O Que Dizem os Envolvidos
"O aplicativo Pardal é uma ferramenta indispensável que empodera o cidadão para fiscalizar as eleições em tempo real. Cada denúncia é analisada com critério técnico e celeridade pelos nossos cartórios, garantindo que a propaganda ocorra dentro da lei e com respeito à cidade." — Coordenação de Fiscalização Eleitoral do TRE-MS
"A recomendação da comissão de fiscalização é clara: os candidatos devem orientar suas equipes de rua a respeitar integralmente os limites legais. Quem descumprir as notificações para retirada de propaganda irregular responderá a processo e pagará multas pesadas." — Ministério Público Eleitoral de Mato Grosso do Sul (MPE-MS)
"Fotografei um cartaz colado no poste em frente à minha casa e enviei pelo aplicativo. No dia seguinte a equipe do candidato já estava lá retirando. A ferramenta realmente funciona e ajuda a manter a cidade limpa." — Cidadão usuário do aplicativo Pardal em Campo Grande
O fortalecimento do controle social e a fiscalização ativa exercida pelos cidadãos e pela Justiça Eleitoral em Mato Grosso do Sul garantem a higidez e o equilíbrio da disputa política nas eleições gerais de 2026. A resposta célere às denúncias de propaganda irregular preserva a estética urbana, a mobilidade e o respeito às normas republicanas em todos os 79 municípios do estado.
Próximos Passos
Os cartórios eleitorais das zonas da Capital e do interior continuarão monitorando o cumprimento dos prazos de quarenta e oito horas concedidos aos candidatos notificados na primeira remessa de denúncias.
Caso as propagandas irregulares não sejam removidas voluntariamente nos prazos legais, os juízes eleitorais emitirão mandados de busca e apreensão compulsória dos materiais e instaurarão representações por propaganda eleitoral irregular, que podem resultar em multas de até vinte e cinco mil reais por ocorrência.
A transparência proporcionada pelas plataformas digitais de denúncia eleitoral eleva o padrão de conscientização cívica do eleitorado e exige das coligações partidárias um compromisso inegociável com a legalidade e a ética pública. O acompanhamento transparente dos atos de campanha fortalece a credibilidade das instituições democráticas no estado.

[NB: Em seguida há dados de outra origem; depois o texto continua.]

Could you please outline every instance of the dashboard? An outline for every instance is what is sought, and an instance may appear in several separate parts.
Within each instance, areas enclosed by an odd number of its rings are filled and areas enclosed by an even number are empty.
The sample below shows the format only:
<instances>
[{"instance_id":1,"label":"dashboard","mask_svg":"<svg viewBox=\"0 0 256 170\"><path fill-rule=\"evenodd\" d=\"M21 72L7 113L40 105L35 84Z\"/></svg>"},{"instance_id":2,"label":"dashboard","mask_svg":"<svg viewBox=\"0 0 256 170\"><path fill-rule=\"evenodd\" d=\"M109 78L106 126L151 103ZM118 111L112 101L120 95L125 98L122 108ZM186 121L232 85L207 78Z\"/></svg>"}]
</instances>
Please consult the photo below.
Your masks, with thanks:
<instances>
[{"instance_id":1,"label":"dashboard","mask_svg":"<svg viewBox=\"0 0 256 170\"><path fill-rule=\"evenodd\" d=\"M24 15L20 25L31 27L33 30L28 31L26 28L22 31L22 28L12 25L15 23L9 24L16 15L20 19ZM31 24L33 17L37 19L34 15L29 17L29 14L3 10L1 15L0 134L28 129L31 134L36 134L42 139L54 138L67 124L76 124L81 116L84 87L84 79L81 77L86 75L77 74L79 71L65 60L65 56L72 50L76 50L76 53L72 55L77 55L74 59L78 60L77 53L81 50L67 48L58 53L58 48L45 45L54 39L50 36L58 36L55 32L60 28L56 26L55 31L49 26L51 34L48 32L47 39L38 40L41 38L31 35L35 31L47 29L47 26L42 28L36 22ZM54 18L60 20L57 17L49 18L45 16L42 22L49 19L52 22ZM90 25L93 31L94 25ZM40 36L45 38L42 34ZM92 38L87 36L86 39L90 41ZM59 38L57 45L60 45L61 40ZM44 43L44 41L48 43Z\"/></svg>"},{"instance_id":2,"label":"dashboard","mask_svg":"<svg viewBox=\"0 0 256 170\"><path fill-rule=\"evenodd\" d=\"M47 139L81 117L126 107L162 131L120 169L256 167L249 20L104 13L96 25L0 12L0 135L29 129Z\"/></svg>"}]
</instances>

O uso intensivo do aplicativo Pardal pelos eleitores de Mato Grosso do Sul reafirma a importância da participação cidadã na construção de eleições transparentes e éticas. A atuação vigilante da sociedade em parceria direta com a Justiça Eleitoral e o Ministério Público coíbe abusos econômicos e assegura a preservação do patrimônio público e da ordem urbana durante o período de campanha.
O monitoramento contínuo das manifestações cívicas e a fiscalização firme da Justiça Eleitoral asseguram que as eleições gerais de 2026 em Mato Grosso do Sul transcorram com absoluta lisura, igualdade de oportunidades e respeito estrito à soberania do voto popular em todas as zonas eleitorais do estado.
A atuação coordenada dos juizados eleitorais com os órgãos de segurança pública consolida Mato Grosso do Sul como uma referência em transparência e legalidade, garantindo a tranquilidade das famílias e a preservação do patrimônio público durante todo o calendário eleitoral.
Fechamento
O início da fiscalização eleitoral em Mato Grosso do Sul demonstra a eficiência das ferramentas digitais e o compromisso da sociedade com eleições limpas, éticas e transparentes, assegurando que o espaço público seja respeitado e que a disputa política transcorra dentro dos mais elevados padrões democráticos.